Discriminant-based splits. The algorithms used to perform discriminant-based splits are adapted from QUEST (Quick, Unbiased, Efficient Statistical Trees). QUEST is a classification tree program developed by Loh and Shih (1997) that employs a modification of recursive quadratic discriminant analysis and includes a number of innovative features for improving the reliability and efficiency of the classification trees that it computes.

For univariate splits, QUEST uses statistical tests to select the variables to perform splits. To find the splits, the 2-means clustering algorithm of Hartigan and Wong (1979, see also Cluster Analysis), singular value decomposition methods (Schneider & Barker, 1973), and recursive quadratic discriminant analysis techniques (McLachlan, 1992) are used. Similar algorithms are used for linear combination splits. Loh and Shih (1997) provide detailed descriptions of the algorithms used in QUEST.

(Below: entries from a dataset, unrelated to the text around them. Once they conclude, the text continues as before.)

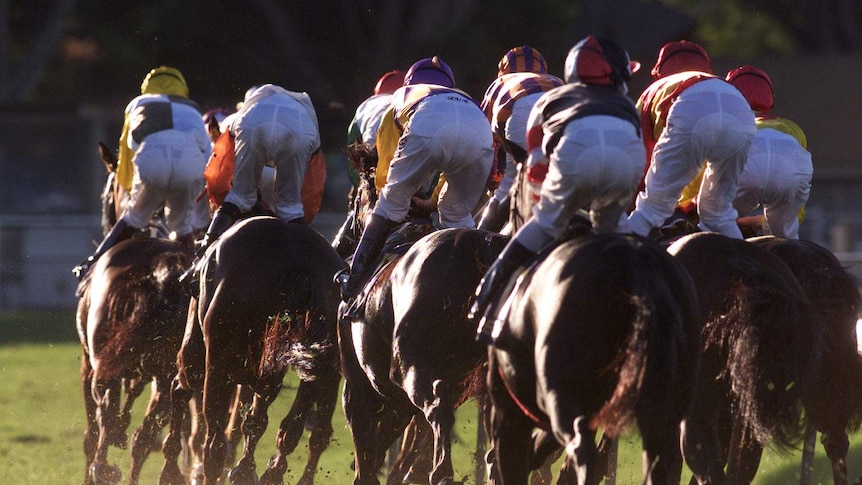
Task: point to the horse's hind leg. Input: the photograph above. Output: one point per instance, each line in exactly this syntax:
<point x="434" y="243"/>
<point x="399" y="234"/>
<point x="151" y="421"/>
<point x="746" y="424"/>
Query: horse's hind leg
<point x="172" y="445"/>
<point x="440" y="413"/>
<point x="253" y="427"/>
<point x="662" y="458"/>
<point x="413" y="463"/>
<point x="91" y="434"/>
<point x="107" y="396"/>
<point x="156" y="417"/>
<point x="510" y="430"/>
<point x="319" y="397"/>
<point x="743" y="455"/>
<point x="837" y="446"/>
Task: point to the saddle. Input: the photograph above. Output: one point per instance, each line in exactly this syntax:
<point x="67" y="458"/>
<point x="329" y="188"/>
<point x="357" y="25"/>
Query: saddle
<point x="579" y="226"/>
<point x="397" y="243"/>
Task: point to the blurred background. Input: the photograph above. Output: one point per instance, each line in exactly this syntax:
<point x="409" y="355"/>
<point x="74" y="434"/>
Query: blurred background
<point x="68" y="68"/>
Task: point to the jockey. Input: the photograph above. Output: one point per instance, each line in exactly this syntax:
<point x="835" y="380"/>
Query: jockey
<point x="363" y="129"/>
<point x="274" y="127"/>
<point x="162" y="154"/>
<point x="429" y="127"/>
<point x="521" y="79"/>
<point x="712" y="125"/>
<point x="585" y="151"/>
<point x="777" y="175"/>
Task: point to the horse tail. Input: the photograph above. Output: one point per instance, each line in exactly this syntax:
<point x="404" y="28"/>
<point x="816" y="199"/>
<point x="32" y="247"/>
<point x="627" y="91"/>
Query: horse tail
<point x="772" y="353"/>
<point x="298" y="335"/>
<point x="835" y="295"/>
<point x="659" y="359"/>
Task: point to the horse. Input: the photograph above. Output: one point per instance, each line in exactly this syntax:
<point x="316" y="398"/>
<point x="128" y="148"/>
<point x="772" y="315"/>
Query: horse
<point x="129" y="319"/>
<point x="266" y="303"/>
<point x="601" y="330"/>
<point x="762" y="349"/>
<point x="414" y="316"/>
<point x="834" y="405"/>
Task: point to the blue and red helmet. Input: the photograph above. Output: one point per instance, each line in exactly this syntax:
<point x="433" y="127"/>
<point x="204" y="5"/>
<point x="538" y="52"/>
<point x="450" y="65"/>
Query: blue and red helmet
<point x="595" y="60"/>
<point x="430" y="71"/>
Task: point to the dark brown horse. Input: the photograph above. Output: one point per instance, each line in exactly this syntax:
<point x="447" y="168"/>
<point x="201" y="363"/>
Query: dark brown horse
<point x="415" y="351"/>
<point x="130" y="322"/>
<point x="601" y="332"/>
<point x="266" y="304"/>
<point x="762" y="353"/>
<point x="415" y="326"/>
<point x="834" y="405"/>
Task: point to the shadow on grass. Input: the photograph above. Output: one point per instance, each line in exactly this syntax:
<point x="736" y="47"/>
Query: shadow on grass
<point x="790" y="472"/>
<point x="49" y="326"/>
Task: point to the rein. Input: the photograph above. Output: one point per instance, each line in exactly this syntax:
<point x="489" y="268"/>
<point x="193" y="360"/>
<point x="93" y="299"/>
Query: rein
<point x="540" y="423"/>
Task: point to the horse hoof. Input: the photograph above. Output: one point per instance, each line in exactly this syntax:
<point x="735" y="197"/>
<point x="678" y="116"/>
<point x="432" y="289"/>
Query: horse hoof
<point x="196" y="476"/>
<point x="242" y="476"/>
<point x="105" y="474"/>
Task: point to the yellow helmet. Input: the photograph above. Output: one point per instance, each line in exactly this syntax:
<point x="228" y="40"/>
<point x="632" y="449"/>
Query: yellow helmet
<point x="165" y="80"/>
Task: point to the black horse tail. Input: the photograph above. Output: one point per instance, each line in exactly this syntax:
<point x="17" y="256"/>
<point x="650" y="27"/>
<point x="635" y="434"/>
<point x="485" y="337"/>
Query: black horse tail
<point x="661" y="354"/>
<point x="298" y="335"/>
<point x="772" y="349"/>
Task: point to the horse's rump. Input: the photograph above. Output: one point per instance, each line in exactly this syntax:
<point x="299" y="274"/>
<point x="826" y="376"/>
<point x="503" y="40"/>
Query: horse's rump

C&RT-style search for univariate splits. The C&RT-style univariate split selection method is an adaption of the algorithms used in C&RT, as described by Breiman et al. (1984). C&RT (Classification And Regression Trees) is a classification tree program that uses an exhaustive grid search of all possible univariate splits to find the splits for a classification tree. For categorical predictor variables with k levels present at a node, there are 2(k -1) - 1 possible contrasts between two sets of levels of the predictor. For ordered predictors with k distinct levels present at a node, there are k -1 midpoints between distinct levels. Thus it can be seen that the number of possible splits that must be examined can become very large when there are large numbers of predictors with many levels which must be examined at many nodes. The C&RT-style exhaustive search for univariate splits option works by searching for the split that maximizes the reduction in the value of the selected goodness of fit measure. C&RT split selections methods are thoroughly documented in Breiman et. al. (1984).

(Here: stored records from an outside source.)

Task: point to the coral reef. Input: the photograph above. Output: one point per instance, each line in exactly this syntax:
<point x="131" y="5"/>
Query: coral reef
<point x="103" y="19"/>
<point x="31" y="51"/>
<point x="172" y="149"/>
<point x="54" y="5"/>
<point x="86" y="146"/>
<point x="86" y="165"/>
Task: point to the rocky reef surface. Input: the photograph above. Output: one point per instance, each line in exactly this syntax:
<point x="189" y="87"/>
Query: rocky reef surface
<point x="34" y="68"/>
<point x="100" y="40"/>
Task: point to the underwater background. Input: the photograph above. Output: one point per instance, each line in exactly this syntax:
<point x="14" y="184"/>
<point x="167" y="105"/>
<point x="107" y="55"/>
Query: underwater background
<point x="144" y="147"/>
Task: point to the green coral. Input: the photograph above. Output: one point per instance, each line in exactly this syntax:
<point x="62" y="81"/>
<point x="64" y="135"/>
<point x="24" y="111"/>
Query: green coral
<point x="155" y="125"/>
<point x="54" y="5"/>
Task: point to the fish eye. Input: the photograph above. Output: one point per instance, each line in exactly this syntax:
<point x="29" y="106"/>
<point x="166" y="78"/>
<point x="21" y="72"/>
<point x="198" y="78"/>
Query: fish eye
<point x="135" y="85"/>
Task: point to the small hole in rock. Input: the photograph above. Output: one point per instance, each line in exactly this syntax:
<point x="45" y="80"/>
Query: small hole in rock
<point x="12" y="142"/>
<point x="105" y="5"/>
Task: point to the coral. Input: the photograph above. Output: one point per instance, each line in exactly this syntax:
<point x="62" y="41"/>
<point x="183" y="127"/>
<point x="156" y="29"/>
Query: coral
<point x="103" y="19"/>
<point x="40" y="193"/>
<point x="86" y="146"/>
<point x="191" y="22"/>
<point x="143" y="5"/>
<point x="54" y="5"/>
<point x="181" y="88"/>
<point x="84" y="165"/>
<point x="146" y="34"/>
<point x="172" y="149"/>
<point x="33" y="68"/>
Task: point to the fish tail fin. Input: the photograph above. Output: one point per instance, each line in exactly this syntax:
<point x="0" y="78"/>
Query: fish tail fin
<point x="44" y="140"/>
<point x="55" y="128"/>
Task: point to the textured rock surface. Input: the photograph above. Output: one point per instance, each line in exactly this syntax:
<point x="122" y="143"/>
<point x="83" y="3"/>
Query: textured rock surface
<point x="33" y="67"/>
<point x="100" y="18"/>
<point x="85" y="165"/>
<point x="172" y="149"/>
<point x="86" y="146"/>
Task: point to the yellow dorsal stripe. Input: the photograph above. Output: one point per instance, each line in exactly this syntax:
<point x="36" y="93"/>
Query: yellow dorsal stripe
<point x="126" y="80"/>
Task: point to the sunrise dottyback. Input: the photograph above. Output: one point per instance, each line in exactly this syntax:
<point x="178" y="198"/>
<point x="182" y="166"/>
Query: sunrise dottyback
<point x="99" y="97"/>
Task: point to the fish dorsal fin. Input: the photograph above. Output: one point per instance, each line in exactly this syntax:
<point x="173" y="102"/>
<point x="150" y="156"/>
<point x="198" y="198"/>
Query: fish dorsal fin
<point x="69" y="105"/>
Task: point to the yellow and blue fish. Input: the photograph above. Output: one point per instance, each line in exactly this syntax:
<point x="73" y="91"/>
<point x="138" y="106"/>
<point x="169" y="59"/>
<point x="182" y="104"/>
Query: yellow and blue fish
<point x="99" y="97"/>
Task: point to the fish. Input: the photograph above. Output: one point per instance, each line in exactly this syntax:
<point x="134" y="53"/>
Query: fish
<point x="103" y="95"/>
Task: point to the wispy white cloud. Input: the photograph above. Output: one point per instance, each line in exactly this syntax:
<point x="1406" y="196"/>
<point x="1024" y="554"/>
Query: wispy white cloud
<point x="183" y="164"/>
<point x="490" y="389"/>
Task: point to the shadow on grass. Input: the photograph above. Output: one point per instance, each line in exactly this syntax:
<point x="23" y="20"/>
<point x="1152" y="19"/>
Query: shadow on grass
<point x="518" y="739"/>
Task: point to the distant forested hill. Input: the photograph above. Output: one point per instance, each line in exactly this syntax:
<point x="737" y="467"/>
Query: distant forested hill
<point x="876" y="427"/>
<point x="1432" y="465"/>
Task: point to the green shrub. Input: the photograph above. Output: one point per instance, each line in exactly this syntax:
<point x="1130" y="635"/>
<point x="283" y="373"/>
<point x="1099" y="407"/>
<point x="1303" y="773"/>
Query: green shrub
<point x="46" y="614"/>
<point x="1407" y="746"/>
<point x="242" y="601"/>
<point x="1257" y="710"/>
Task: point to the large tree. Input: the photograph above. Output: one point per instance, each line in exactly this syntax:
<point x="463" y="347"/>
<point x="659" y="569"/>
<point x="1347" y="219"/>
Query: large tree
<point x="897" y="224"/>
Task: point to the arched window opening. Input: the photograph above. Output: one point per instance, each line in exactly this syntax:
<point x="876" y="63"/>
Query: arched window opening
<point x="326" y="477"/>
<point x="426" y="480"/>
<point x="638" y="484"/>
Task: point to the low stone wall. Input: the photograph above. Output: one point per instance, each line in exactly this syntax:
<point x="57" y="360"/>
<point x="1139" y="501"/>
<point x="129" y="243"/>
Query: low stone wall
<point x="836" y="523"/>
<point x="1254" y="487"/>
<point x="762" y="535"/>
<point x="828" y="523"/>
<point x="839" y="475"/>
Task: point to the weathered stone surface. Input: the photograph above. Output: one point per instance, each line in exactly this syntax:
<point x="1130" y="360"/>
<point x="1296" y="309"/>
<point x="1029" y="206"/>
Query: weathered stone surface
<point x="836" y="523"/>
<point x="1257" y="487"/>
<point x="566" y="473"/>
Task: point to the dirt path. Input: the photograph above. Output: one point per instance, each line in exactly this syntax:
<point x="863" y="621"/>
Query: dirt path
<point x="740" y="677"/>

Direct stopping. The FACT-style direct stopping rule option employs techniques used in FACT. FACT is a classification tree program developed by Loh and Vanichestakul (1988) that is a precursor of QUEST. The use of direct stopping as a stopping rule for classification tree is discussed in Loh and Vanichestakul (1988).

Minimal cost-complexity cross-validation pruning. The pruning stopping rule options employ techniques used in C&RT, as described in Breiman et al. (1984).